Su sensibilidad ante la injusticia, sin embargo, estaba enardecida.

Ser abogado de familia la había puesto en contacto con mucha estupidez y malicia infantiles, aunque no siempre los protagonistas eran niños.

Pero cuando sí… Rousseau opinaba que todos los niños eran inocentes hasta que el mundo de los adultos los corrompía. Rousseau se equivocaba de medio a medio.

Todo niño llevaba dentro su pequeña dosis de maldad, pero en algunos casos el niño era malo y nada más.

La gente no quería pensar en eso, pero era un hecho probado tanto en el mundo del derecho familiar como en el de Nick. Jay Dials no era, en realidad, un mal chico, pertenecía a una buena familia (su padre, Billy, era el propietario de una tienda de suministros para construcción en South Gwinnett), y Owen Coors era el hijo de un capitán de la policía estatal, Marty Coors, gran amigo de Nick.

Jay y Owen sabían distinguir perfectamente entre el bien y el mal. Pero, en opinión de Kate, cuando se juntaban con Coleman, todo cambiaba.

Detrás de su buena apariencia y de su carácter jovial, creía ella, Coleman Mauldar era un sádico y un monstruo, y en ese momento Kate se veía capaz de cualquier cosa, incluso de hacerle daño, para pararle los pies.

Axel y Rainey la miraban, y ella no dudó de que sus pensamientos se reflejaban en la expresión de su cara.

—Entonces, si Coleman es malo —dijo Axel—, ¿no pasa nada si le devolvemos el golpe?

«Es lo que me gustaría hacer», estaba pensando Kate.
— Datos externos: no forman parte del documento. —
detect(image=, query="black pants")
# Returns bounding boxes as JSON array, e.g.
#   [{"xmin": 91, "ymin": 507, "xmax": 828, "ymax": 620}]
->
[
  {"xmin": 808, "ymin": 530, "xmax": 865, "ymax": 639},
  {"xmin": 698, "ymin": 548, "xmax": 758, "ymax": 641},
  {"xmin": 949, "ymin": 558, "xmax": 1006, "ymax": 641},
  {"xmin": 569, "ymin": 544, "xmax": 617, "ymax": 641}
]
—Habrá que tomar cartas en el asunto. Axel, tu mamá y yo iremos a hablar con el padre Casey sobre todo esto. Mientras tanto, entrad en casa los dos. Tenéis que limpiaros.
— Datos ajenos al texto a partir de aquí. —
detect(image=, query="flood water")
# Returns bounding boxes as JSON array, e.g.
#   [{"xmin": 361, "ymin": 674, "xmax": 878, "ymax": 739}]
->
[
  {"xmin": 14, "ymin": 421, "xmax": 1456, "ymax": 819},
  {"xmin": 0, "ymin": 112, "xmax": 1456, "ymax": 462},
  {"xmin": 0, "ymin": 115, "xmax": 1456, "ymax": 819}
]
Axel asintió con la cabeza y pareció que se le pasaba el mal humor. Era un chico firme de carácter, en cierto modo más fuerte que Rainey. Subió los escalones aparentemente recuperado.

Rainey permaneció en la calle. Miraba hacia el parque donde estaba la fuente.
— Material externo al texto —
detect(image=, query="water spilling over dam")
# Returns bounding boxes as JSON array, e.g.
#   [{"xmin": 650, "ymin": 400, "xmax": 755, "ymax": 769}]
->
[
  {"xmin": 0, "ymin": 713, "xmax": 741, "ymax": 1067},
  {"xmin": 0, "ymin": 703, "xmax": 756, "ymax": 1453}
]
Kate se le acercó por detrás y reparó en la expresión de miedo de aquellos grandes ojos castaños.

Siguió la dirección de su mirada mientras pensaba en Coleman Mauldar y sus… sus compinches. Si habían tenido arrestos para seguirlo hasta allí, si estaban escondidos en el parque, lo iban a lamentar de verdad. A partir de ahora, iban a lamentar muchas cosas. Coleman Mauldar estaba a punto de convertirse en una de sus prioridades.

—¿Estás buscando a Coleman?

Rainey la miró con una expresión indescifrable y luego dirigió nuevamente la vista hacia la plaza.

—No, a otra persona.

—¿Otra persona? ¿Quién?

—Nadie —dijo Rainey volviéndose—. Una persona que vi una vez.

—¿Ahí en el parque? ¿La has visto ahora? Porque antes me ha parecido ver a una mujer en…

—No —la interrumpió Rainey escabulléndose—. No era nadie. Olvídalo.